Judge: Irwin and Thirlwall DBE JJ
Citation:  EWCA Crim 2682
Summary: Dawn Heaney was a senior carer in a Leicestershire care home who was convicted of ill treating two residents, contrary to section 44 of the Mental Capacity Act 2005. The first was a man in his 80s with Alzheimer’s dementia who was disorientated in time, place and person and prone to becoming violent and agitated. In response to his complaint about not having enough sugar in his cup of afternoon tea, Heaney not only added 7 to 8 more spoonfuls, but also some vinegar and watched him drink it whilst others looked in horror. The second victim was a woman in her 90s with dementia who was very confused and unable to indicate her needs. Whilst sat in her wheelchair, looking out of the window, Heaney approached from behind and, for no reason, slapped her across the back of her head. When a witness asked “why?”, she just laughed and walked on.

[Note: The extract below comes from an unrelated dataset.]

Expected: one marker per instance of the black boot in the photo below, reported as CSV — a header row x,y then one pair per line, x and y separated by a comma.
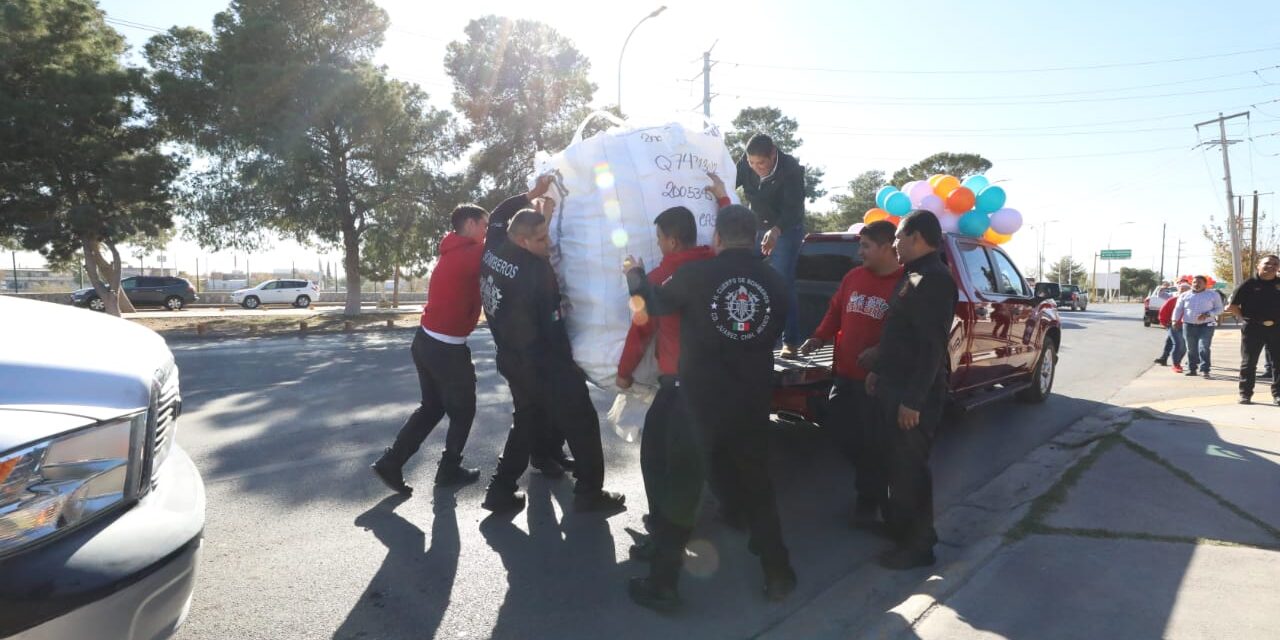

The trial judge passed consecutive prison sentences of 3 months and 6 months respectively. However, the Court of Appeal held that the sentences should run concurrently, therefore totalling 6, rather than 9, months. Neither victim had sustained any distress or injury, the incidents were very short, and the appellant had lost, and had no realistic prospect of returning to, her chosen livelihood.
Comment: This case is interesting in two respects. First, Heaney’s conviction post-dates the Court of Appeal’s decision in R v Hopkins  EWCA Crim 1513 where the legal certainty of the Mental Capacity Act offence was called into question (see our June 2011 newsletter). On that occasion, the Court would have declared that the offence was so vague as to breach Article 7 of the ECHR for failing to specify which decision the victim must lack, or be reasonably believed to lack, the mental capacity to make. However, it was bound to follow its previous decision in R v Dunn  EWCA Crim 2395 where it held that the incapacity must relate to decisions ‘about the care’ they receive. Although its legal certainty was not called into question on this occasion, the statutory offence remains vulnerable to further challenge, perhaps in a trial where the degree or nature of the victim’s incapacity is not so obvious.
Secondly, the judgment highlights one of the shocking peculiarities of English criminal law. At paragraph 9 Mrs Justice Thirlwall noted:
“Elderly people have a right to be treated with respect by everyone in the community. When they are ill and living in residential homes, they are entitled to expect, and we must demand, that they are properly cared for. What this appellant did was the opposite of that.”
And, yet, it is not generally a crime for health or social care professionals to ill treat or wilfully neglect the elderly. Consider, for example, the abysmal lack of care at Mid Staffordshire NHS Foundation Trust hospital which left patients in pain, humiliated and routinely neglected. One 86-year-old was admitted there due to recurring vomiting. Her daughter described the ward nurses as bullies and when patients ‘were calling out for the toilet … they would just walk by them’ (Independent inquiry into care provided by Mid Staffordshire NHS Foundation Trust, January 2005-March 2009 HC375-1, vol 1, page 45). At present, such alleged conduct would only be a criminal matter if the elder was mentally disordered or incapacitated: those who are vulnerable simply by reason of their age are not protected. One suggestion, therefore, is to criminalise the deliberate or reckless causing of unnecessary suffering by someone required by law to care (N. Allen, ‘Psychiatric care and criminal prosecution’ in Medicine, Crime and Society (forthcoming) Cambridge University Press).